Wednesday, June 18, 2014

A forty day journey

Would you like to read James McNaught’s novel Sinking Sand”? click here: Sinking Sand
(The view expressed in this blog are my own and should not be taken as inspired in any way.)
1 Kings 19:1–8. “And Ahab told Jezebel all that Elijah had done, and withal how he had slain all the prophets with the sword. Then Jezebel sent a messenger unto Elijah, saying, So let the gods do to me, and more also, if I make not thy life as the life of one of them by to morrow about this time. And when he saw that, he arose, and went for his life, and came to Beersheba, which belongeth to Judah, and left his servant there. But he himself went a day’s journey into the wilderness, and came and sat down under a juniper tree: and he requested for himself that he might die; and said, It is enough; now, O LORD, take away my life; for I am not better than my fathers. And as he lay and slept under a juniper tree, behold, then an angel touched him, and said unto him, Arise and eat. And he looked, and, behold, there was a cake baken on the coals, and a cruse of water at his head. And he did eat and drink, and laid him down again. And the angel of the LORD came again the second time, and touched him, and said, Arise and eat; because the journey is too great for thee. And he arose, and did eat and drink, and went in the strength of that meat forty days and forty nights unto Horeb the mount of God.”

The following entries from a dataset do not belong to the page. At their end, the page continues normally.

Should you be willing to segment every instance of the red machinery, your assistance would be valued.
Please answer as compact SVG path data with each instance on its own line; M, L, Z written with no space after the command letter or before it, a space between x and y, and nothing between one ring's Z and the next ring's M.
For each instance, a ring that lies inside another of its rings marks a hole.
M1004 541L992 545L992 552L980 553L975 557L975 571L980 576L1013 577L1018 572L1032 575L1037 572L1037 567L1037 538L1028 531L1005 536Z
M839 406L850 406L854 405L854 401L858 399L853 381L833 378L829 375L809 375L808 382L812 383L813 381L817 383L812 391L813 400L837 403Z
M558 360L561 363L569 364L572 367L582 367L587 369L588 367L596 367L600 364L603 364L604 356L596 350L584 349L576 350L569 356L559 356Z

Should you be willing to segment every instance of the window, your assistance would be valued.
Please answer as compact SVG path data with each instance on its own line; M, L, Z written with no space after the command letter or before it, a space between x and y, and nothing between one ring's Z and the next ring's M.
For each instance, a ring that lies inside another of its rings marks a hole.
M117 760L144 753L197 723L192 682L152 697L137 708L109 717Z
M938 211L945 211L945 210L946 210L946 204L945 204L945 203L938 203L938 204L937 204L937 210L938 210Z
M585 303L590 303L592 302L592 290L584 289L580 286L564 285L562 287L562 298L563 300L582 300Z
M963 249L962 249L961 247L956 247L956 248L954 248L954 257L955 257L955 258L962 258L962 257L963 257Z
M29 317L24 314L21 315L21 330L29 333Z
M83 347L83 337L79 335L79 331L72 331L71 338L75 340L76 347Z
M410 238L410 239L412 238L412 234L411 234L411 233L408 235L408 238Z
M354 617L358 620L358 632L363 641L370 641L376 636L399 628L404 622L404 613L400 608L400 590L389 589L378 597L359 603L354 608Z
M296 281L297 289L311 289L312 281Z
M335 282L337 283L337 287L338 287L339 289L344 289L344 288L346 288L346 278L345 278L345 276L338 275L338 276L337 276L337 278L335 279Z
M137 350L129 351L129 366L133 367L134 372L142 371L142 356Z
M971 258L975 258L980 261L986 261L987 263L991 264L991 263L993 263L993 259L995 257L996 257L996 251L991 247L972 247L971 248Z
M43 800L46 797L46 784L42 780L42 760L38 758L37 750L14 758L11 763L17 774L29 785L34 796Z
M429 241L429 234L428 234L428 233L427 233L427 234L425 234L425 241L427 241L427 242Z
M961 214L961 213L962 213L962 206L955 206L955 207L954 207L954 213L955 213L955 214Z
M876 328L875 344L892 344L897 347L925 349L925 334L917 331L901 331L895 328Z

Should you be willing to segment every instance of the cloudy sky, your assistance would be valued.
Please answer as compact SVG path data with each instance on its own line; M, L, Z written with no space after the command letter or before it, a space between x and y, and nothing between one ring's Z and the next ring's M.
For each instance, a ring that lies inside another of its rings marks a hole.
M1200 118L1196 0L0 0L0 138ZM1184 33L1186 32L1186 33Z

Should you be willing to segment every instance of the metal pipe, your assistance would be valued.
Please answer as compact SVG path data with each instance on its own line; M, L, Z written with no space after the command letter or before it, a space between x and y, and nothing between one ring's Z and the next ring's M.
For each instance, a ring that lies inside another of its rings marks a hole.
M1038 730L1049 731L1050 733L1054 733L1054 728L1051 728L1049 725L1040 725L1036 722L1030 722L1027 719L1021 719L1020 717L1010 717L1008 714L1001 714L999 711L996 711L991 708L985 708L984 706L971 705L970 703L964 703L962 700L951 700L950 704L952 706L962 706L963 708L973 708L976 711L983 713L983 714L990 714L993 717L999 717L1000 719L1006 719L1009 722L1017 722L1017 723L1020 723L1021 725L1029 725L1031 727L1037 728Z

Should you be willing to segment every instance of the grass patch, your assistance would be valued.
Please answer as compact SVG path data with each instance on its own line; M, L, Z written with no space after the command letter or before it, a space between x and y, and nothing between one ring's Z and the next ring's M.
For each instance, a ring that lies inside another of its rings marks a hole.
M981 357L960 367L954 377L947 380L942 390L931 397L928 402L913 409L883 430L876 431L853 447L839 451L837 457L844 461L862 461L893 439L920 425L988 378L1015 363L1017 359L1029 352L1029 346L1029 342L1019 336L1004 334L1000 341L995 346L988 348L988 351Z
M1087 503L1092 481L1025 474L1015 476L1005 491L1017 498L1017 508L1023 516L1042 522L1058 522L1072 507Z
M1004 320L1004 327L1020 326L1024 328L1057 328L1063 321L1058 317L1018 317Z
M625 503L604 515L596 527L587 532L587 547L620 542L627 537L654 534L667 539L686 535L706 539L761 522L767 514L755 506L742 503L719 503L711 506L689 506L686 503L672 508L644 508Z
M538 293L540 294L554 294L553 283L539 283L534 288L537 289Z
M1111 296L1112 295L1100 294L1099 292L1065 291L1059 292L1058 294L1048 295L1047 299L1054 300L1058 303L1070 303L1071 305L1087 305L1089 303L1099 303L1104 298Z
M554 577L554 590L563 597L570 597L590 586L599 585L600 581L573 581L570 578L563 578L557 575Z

The Lord gave Ahab an opportunity to see that he was following false gods, confess his sin and repent but he chose the false gods and complained to his wife Jezebel. Jezebel had no understanding of the true God of all the earth and threatened Elijah with her vengeance. She had no experience of the Lord God Who cared for and carried His own people. (compare Judg 6:31, “And Joash said unto all that stood against him, Will ye plead for Baal? will ye save him? he that will plead for him, let him be put to death whilst it is yet morning: if he be a god, let him plead for himself, because one hath cast down his altar.”) Jezebel thought that she had to protect her god rather than rely on the Lord God to keep her secure. She told Elijah that she would kill him. Elijah was spiritually and emotionally exhausted and had a crisis in hope. He ran away from Jezebel to the desert in the south. He sat down under a tree and longed to die so that he wouldn’t be troubled by that wicked and vicious queen any longer. The Lord had an important lesson for Isaiah so He provided the prophet with food and told him to journey out into the wilderness so that Elijah could meet the Lord in the place where Moses received the Law.